I am rich, and that scares me.

Jesus told the rich man to sell all his belongings and follow Him, but the rich man was saddened because he had great possessions. Is that any different than me being afraid of a situation where I have to ask permission of man who makes significant less money than me to purchase what I want?

In the Bible, the church is always represented by a woman because we are the Bride of Christ. The New Testament constantly tells us to draw parallels between our relationship to Christ and our Earthly marriages. In Christ, we are to submit to Him no matter what. Moses fled being a prince of Egypt, ended up in the wilderness for 40 years, and never got to see the promised land—but he's gonna be in Heaven. Jesus left Heaven, took on an Earthly body, lived a humble life, was (and still is) rejected, beaten, and ultimately killed (albeit only temporarily)—but He is God. John the Baptist was beheaded. John, who wrote Revelation, was exiled. Paul was thrown in jail. Peter was crucified.

The rich man wanted the lifestyle he had, that's why he wasn't willing to give it up. However, that wasn't what God wanted for him at that time. (I say at that time because there are examples of rich and prosperous servants of God—Job, David, Solomon, etc.) God is more concerned about our spiritual well-being than our material well-being. Most of us know this. As I said earlier, I know it is not of God to think I should not consider a man who makes less. So, why do I still feel saddened the same way the rich man does—especially when God hasn't even asked me to give anything up, yet?

Determined Not To Be the Rich Man

In a previous testimony, I concluded by asking would we drop everything to follow Jesus. When asked like that, I felt my answer would be yes without doubt. Yet, when placed in the context above, I see the same hesitancy as the rich man. This is why God included this situation in the Bible. This is why God woke me up at 2:30 in the morning to reevaluate my life. I will not be like the rich man, I will be like Andrew and Peter. If God should bring along a single, God-fearing man (emphasis on the God-fearing—I'm not saying jump off a yacht into a canoe with a man who isn't going to lead you closer to God!), I am resolved that money will not be my concern. Before tonight, it was something I thought I should be ok with, but now I have made peace with it. And now that I've made peace with it, I guess I can go back to sleep.

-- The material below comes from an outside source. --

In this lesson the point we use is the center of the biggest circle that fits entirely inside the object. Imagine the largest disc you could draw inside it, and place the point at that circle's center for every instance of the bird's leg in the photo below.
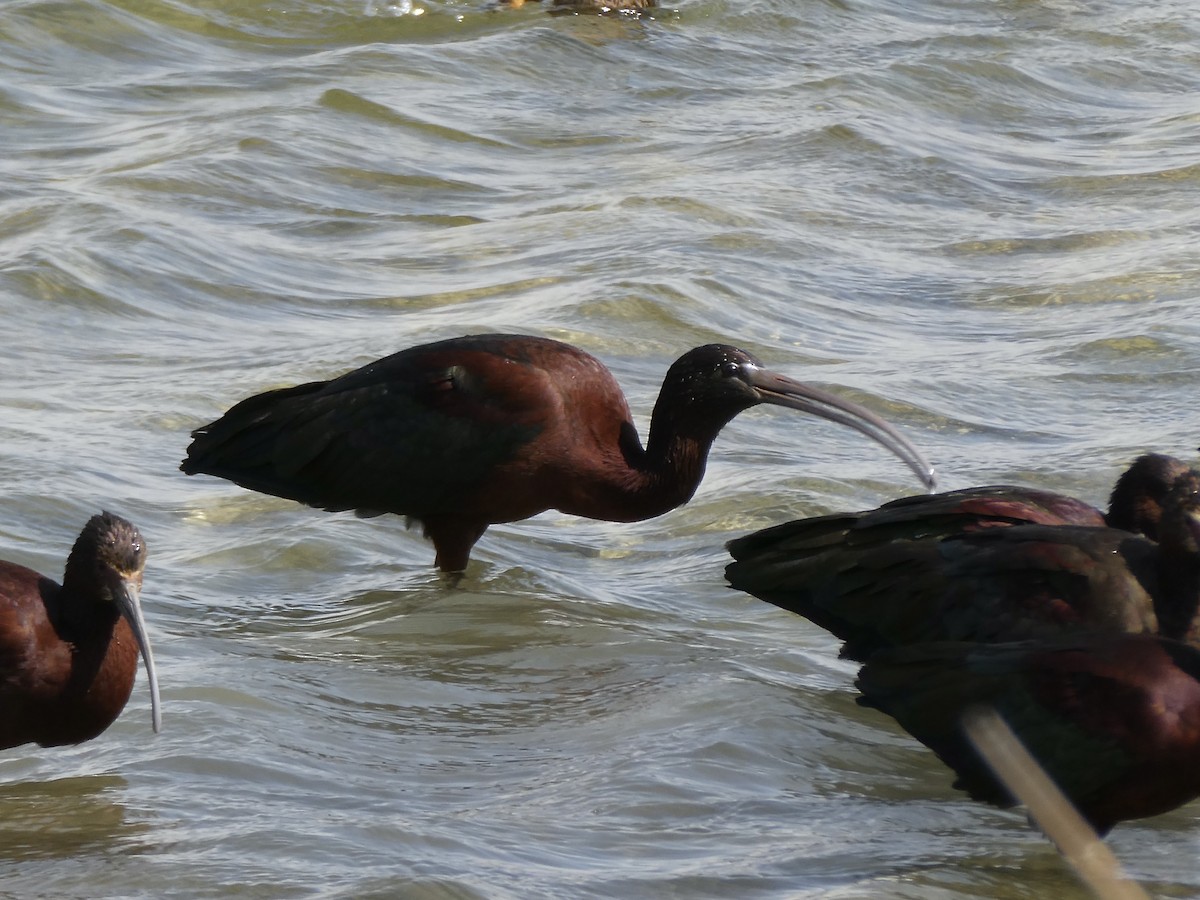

  1. Glenn Phelps and Steve Crabtree. "Worldwide, Median Household Income About $10,000". Gallup. December 16, 2013
  2. Maria Perez. "When Will Puerto Rico Have Power? Half of Island Still Without Electricity After Head of Power Authority Resigns". Newsweek. November 18, 2017
  3. Sarah Gibbens. "Myanmar's Rohingya Are in Crisis—What You Need to Know". National Geographic. September 29, 2017
  4. Nabih Bulos. "Syrian rebels on the cusp of losing Aleppo as humanitarian crisis deepens". LA Times. December 7, 2016
  5. Marcus Bleasdale. "Child Soldiers". Human Rights Watch. 2013
  6. Nick Kirkpatrick. "The ‘saddest bride I have ever seen’: Child marriage is as popular as ever in Bangladesh". The Washington Post. August 28, 2008
PSALMS to God is a blog, podcast, and YouTube channel that discusses many topics and issues, always keeping YHWH as the anchor. Hosea 4:6 says “My people are destroyed for lack of knowledge”—here, the aim is to always ask questions and study to find the answers. You can keep up with new content by signing up for the weekly newsletter.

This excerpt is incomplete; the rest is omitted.